Have you ever tried to troubleshoot a production bottleneck or outage? Let me guess: the first place you’ll look is log files, right? And in those log files lay all the answers to your problems? Err, not exactly. Log files are like haystacks; they take up lots of space and take hours to find the precious needles that are causing you pain. Even with tools like “kerplunk,” your troubleshooting success is only as good as the data you can collect, manage and report. You can’t log everything because disk I/O and debug logging is an expensive operation, which is why most log files today only contain basic information about what applications are doing in their various infrastructure silos.
For example, if you need to troubleshoot how a slow distributed business transaction executed across your infrastructure, it could take you hours or never to piece together a jigsaw.
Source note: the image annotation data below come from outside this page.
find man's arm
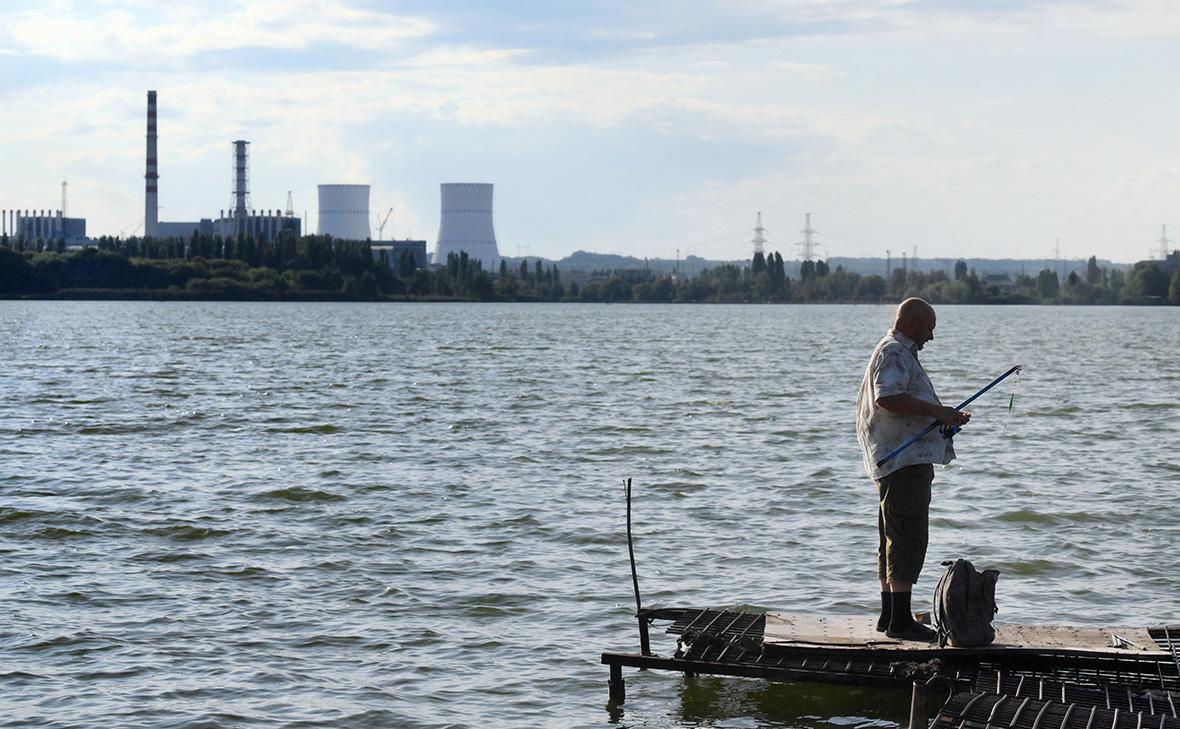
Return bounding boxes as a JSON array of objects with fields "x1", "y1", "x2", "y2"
[{"x1": 877, "y1": 393, "x2": 971, "y2": 427}]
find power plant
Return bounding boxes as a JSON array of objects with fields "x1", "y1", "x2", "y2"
[
  {"x1": 316, "y1": 185, "x2": 371, "y2": 241},
  {"x1": 0, "y1": 210, "x2": 86, "y2": 242},
  {"x1": 144, "y1": 91, "x2": 302, "y2": 241},
  {"x1": 434, "y1": 183, "x2": 500, "y2": 271},
  {"x1": 0, "y1": 90, "x2": 512, "y2": 260}
]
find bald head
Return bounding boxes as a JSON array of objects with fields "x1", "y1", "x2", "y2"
[{"x1": 893, "y1": 296, "x2": 937, "y2": 349}]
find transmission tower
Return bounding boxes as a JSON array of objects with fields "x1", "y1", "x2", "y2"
[
  {"x1": 799, "y1": 212, "x2": 819, "y2": 261},
  {"x1": 750, "y1": 210, "x2": 766, "y2": 256}
]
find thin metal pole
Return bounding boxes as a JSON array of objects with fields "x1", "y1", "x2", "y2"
[
  {"x1": 877, "y1": 365, "x2": 1022, "y2": 468},
  {"x1": 623, "y1": 479, "x2": 651, "y2": 656}
]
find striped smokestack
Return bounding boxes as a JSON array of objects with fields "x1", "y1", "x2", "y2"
[{"x1": 144, "y1": 91, "x2": 159, "y2": 236}]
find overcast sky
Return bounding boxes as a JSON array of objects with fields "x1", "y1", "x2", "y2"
[{"x1": 0, "y1": 0, "x2": 1180, "y2": 261}]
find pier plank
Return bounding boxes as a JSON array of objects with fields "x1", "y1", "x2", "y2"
[{"x1": 762, "y1": 612, "x2": 1172, "y2": 658}]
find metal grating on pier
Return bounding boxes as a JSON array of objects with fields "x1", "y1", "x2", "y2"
[
  {"x1": 972, "y1": 670, "x2": 1180, "y2": 718},
  {"x1": 931, "y1": 692, "x2": 1180, "y2": 729}
]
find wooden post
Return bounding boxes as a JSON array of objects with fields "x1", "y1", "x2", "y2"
[
  {"x1": 640, "y1": 612, "x2": 651, "y2": 656},
  {"x1": 607, "y1": 663, "x2": 627, "y2": 705}
]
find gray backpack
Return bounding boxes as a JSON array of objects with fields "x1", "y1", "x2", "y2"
[{"x1": 935, "y1": 559, "x2": 999, "y2": 648}]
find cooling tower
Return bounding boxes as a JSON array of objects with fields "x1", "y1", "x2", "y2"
[
  {"x1": 434, "y1": 183, "x2": 500, "y2": 272},
  {"x1": 316, "y1": 185, "x2": 369, "y2": 241}
]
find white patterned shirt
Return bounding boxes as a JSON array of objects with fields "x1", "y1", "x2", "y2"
[{"x1": 857, "y1": 329, "x2": 955, "y2": 479}]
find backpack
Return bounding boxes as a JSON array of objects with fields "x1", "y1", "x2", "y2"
[{"x1": 933, "y1": 559, "x2": 999, "y2": 648}]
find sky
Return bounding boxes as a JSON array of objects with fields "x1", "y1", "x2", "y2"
[{"x1": 0, "y1": 0, "x2": 1180, "y2": 262}]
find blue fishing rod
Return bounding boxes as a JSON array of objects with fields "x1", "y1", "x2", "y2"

And if one piece of your jigsaw is missing, then the trail goes cold and you shrug your head. Bottom line, managing application performance with log files is still a long, manual and tedious task with no guarantee of success. You can’t manage with facts if you don’t have all the facts in the first place.
So even with tools that help you parse and index log files, you’re still dependent on the right data being captured and available. Pointing the finger with weak or incomplete evidence just fuels the fire when it comes to figuring out who and what is causing the issue. For example, have you ever tried telling a DBA his database is the issue just because it’s slow?